Now, a little background about this sector. In March 2016, as a major FDI reform, 100 per cent FDI without government approval was allowed for marketplace model in e-commerce sector. This was a format where entities could act as facilitators between buyers and sellers on their e-platform. Conversely, inventory-based model, where an entity could own and trade in goods on its own e-platform — was not opened for FDI.
The ban on FDI in inventory-based model was said to protect the interests of corner stores and small retailers. To ensure e-commerce entities did not violate these rules, the policy had important caveats — an e-commerce entity wasn’t allowed to own goods sold on its e-platform, and a seller was restricted from selling on an e-platform more than 25 per cent of total sales on that e-platform. These checks were to ensure that e-commerce entities operated as pure play marketplace entities; and prevent them from venturing into more profitable inventory-based business.
New clarifications were brought in from February 2019. While re-iterating its stand that e-commerce entities must not own the goods, the clarifications further tightened the rules. A concept of ‘control’ over inventory was added. An entity was said to be in control over inventory of a seller when any seller bought over 25 per cent of its goods from either the marketplace entity or its “group companies”.
This restricted marketplace entity and its group company from using a seller and indirectly getting its own goods sold on its e-platform.
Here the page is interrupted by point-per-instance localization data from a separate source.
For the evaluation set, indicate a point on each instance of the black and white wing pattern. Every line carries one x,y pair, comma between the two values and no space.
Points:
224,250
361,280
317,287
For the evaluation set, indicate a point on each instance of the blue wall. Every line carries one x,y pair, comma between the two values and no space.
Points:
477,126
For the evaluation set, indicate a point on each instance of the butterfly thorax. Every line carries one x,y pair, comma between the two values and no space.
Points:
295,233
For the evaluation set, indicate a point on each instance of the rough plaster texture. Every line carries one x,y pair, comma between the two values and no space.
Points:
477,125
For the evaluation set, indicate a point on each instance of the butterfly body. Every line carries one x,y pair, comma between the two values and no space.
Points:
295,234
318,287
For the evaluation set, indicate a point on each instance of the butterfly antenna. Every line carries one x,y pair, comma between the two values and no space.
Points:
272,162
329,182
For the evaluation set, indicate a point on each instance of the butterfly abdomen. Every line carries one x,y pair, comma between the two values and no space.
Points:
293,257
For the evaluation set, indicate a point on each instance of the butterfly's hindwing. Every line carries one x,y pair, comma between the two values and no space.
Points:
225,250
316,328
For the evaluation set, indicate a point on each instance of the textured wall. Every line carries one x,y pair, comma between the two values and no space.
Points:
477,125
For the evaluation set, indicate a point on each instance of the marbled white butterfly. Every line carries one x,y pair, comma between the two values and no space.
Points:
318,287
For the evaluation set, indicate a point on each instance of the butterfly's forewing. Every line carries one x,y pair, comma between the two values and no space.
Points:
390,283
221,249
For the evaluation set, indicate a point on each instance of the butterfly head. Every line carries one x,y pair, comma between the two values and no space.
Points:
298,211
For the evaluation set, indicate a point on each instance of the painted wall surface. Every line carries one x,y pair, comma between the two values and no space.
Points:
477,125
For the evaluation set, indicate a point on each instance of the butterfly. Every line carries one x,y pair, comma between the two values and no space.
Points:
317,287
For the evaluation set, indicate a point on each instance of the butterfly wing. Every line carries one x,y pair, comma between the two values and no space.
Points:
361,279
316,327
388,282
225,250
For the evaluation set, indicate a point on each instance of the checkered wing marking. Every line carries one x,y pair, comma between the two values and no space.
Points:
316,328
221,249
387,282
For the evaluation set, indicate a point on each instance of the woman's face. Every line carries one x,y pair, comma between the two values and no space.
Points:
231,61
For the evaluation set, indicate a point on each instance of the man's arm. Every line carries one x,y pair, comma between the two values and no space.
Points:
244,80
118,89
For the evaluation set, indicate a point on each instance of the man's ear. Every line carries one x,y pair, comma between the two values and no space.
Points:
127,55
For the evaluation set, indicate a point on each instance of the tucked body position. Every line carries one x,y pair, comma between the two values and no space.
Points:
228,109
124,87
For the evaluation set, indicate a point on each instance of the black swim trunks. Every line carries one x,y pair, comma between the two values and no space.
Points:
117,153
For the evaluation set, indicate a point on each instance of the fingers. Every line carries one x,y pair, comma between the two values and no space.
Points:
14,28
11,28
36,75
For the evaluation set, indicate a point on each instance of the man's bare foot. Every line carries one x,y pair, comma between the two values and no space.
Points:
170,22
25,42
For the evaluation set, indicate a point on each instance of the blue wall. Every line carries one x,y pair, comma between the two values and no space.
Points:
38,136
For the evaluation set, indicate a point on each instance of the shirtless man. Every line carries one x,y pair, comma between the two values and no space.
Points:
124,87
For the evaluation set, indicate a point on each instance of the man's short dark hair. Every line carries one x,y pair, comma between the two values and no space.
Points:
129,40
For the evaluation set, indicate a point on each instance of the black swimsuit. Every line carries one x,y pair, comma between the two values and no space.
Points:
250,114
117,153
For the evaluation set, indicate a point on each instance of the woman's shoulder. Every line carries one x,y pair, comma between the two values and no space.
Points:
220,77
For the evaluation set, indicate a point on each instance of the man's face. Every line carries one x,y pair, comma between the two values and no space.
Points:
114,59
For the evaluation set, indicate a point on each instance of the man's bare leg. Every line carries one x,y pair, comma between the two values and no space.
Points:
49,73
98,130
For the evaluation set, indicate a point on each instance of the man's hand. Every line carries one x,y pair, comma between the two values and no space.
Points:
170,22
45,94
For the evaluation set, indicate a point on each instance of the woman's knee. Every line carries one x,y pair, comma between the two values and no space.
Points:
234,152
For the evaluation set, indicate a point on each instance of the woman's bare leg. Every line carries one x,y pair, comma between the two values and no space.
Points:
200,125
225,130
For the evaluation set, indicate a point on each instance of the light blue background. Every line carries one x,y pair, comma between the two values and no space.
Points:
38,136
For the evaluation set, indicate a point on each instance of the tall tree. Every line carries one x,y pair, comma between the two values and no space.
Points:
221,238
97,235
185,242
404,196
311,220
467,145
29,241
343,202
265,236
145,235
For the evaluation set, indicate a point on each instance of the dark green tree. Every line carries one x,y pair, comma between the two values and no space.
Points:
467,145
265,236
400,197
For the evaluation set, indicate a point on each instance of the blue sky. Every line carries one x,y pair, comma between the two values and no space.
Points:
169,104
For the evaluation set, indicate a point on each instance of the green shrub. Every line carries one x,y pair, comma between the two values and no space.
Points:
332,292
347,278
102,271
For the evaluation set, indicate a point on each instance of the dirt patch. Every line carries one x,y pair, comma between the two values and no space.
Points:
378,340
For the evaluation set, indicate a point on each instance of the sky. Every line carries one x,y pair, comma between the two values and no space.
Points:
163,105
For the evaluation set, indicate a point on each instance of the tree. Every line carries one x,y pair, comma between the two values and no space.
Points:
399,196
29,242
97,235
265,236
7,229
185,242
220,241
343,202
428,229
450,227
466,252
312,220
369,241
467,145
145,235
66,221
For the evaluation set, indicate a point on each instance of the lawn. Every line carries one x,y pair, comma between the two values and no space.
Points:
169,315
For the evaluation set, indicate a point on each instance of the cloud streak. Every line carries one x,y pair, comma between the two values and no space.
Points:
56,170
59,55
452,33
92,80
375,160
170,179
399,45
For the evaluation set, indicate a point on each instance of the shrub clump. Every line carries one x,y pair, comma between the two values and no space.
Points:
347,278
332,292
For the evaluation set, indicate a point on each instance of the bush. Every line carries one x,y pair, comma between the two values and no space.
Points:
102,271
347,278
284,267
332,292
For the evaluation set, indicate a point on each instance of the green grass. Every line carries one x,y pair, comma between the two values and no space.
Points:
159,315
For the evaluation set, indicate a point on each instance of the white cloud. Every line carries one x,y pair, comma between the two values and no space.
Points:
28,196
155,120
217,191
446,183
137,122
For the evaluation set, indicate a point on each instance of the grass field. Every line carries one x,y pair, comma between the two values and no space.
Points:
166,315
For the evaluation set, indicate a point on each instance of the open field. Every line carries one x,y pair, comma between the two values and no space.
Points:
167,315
Another clarification prevented a seller in which e-commerce entity or its “group company” held any equity stakes from selling any goods on e-platform. These restrictions were meant to ensure that entities work truly on marketplace model.
Fast forward to March 2021. With the tightened rules already in place, is there a need for further revisions? It’s believed that some e-commerce entities have been routinely flouting the rules by interpreting them strictly in the letter of law but completely ignoring their true spirit. This is what the Centre now hopes to fix. The retailers and trade bodies/associations have also asked for these loopholes to be fixed to ensure a level playing field for all players.
In this context, the meaning of “group companies” requires attention. The definition of “group company” in FDI policy covers two or more such enterprises, such that, directly or indirectly, they can exercise 26 per cent or more of voting rights of another enterprise or can appoint more than half the directors of another enterprise. There is an anomaly here. Two or more such enterprises that can together exercise 26 per cent or more of voting rights or appoint more than half the directors, among themselves constitute a group. But, that other enterprise in which they hold these rights doesn’t become part of their group. This loophole could be exploited by letting this other enterprise sell its goods to sellers on e-platform.
Then, the concept of holding equity stake by an e-commerce entity requires clarification. The current language seems to suggest that only entities where an e-commerce entity or group company has direct equity stake are covered by the prohibition. E-commerce entities have been using sellers on e-platform where the e-commerce entity or its group company does not hold direct stake.
Also, the provision covers only downward holding of stake and not upward. By this interpretation, immediate and ultimate holding companies of e-commerce entity will get excluded. This could be misused by using holding companies as seller entities.
There is no denying that language of any legislation must reflect its true intention. If it doesn’t, it needs to be fixed. In this case, although further clarifications may be best intended, e-commerce entities must get ready for some uncertainty and tough challenges ahead.
While the government must fix the nagging issues; it must also take a clear stand on its policy. Frequent amendments could hurt investments. The government seems to be stuck between a rock and a hard place — while it cannot let its policy be misused but at the same time it cannot let India’s image as a business-friendly destination be adversely impacted. A right balance needs to be struck to avoid confusion that is sure to follow with the proposed policy change.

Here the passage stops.